Vielmehr wird empfohlen, ein individuelles Sprachenprofil für alle Kinder im Gespräch mit Familien und aufgrund von Beobachtungen gerade in Interaktionen mit Gleichaltrigen zu erstellen. Eine Möglichkeit für eine solche Dokumentation zeigt Giovanni C. Catanese als Mitarbeiter des Autorinnenteams auf. In seinem Abschnitt „Sprachenbiographische Arbeit im KiTa-Alltag mit dem Europäischen Sprachenportfolio“ erklärt er, wie dieses wissenschaftlich entwickelte Instrument die Sprachenreflexion von Kita-Kindern anregen kann.

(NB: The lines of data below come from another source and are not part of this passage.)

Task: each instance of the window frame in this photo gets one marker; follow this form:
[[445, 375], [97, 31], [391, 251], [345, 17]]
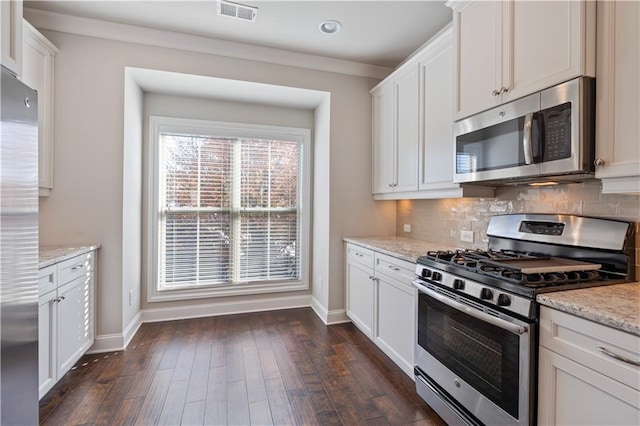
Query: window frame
[[161, 124]]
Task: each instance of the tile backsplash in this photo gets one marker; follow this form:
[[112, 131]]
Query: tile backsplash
[[442, 220]]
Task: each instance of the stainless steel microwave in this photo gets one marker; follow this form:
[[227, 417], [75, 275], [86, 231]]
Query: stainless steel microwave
[[547, 136]]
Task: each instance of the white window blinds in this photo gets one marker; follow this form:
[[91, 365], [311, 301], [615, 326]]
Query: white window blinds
[[229, 210]]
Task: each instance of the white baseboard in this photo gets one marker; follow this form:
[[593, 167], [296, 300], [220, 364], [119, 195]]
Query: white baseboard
[[118, 342], [107, 343], [131, 329], [225, 308], [337, 316]]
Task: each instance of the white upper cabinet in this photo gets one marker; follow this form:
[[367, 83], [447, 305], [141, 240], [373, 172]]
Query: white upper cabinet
[[395, 133], [37, 72], [413, 128], [406, 163], [11, 35], [618, 95], [509, 49]]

Hier eine Anmerkung der Rezensentin: Die Arbeit mit solchen Formen der Dokumentation dürfte für viele Kinder, Eltern und Fachpersonen sehr aufschlussreich sein und Kompetenzen und Entwicklungsmöglichkeiten aufzeigen. In vielen Kitas ist jedoch vorstellbar, dass solche Formate am Personalmangel und der Menge an ohnehin vorhandenen Erziehungs-, Bildungs-, Dokumentations- und Verwaltungsaufgaben pädagogischer Fachkräfte scheitern. Es müssten generell bessere Rahmenbedingungen für elementarpädagogische Arbeit geschaffen werden, um Zeit und Ressourcen für solche Dokumentationen freizuhalten.

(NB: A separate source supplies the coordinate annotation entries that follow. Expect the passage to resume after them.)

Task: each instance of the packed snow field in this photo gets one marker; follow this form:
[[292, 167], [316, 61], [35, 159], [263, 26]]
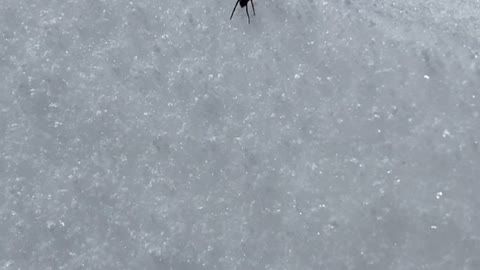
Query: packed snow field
[[162, 135]]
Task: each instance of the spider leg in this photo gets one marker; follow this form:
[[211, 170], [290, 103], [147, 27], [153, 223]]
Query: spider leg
[[234, 9]]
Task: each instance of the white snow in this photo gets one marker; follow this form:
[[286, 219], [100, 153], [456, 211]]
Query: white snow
[[162, 135]]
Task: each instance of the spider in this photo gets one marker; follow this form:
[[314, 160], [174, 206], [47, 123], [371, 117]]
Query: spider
[[243, 3]]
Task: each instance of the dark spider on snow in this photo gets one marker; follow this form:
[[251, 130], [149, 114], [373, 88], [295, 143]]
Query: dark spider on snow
[[243, 3]]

Nach diesen Kapiteln über Mehrsprachigkeit in der Kita wird im zweiten Teil des Buches der Bogen zur Schule geschlagen. Montanari stellt dar, wie hier eine Pädagogik aussehen kann, die Mehrsprachigkeit anerkennt und fördert, eine anregende Lektüre auch für interessierte Kita-Fachkräfte.

Das Buch bietet nicht zuletzt durch die vielen Fallbeispiele aus Kitas, Schulen und Familien eine angenehme, lehrreiche Lektüre, zentrale Konzepte werden Leser/innen mit oder ohne linguistische Vorkenntnisse einsichtig erläutert. Am Ende jedes Kapitels finden sich praxisnahe Fragen und Aufgaben zur Reflexion, die z.B. in der Aus- und Weiterbildung von Kita-Fachkräften, im Studium der Frühpädagogik oder verwandter Studiengänge oder für das Selbststudium verwendet werden können.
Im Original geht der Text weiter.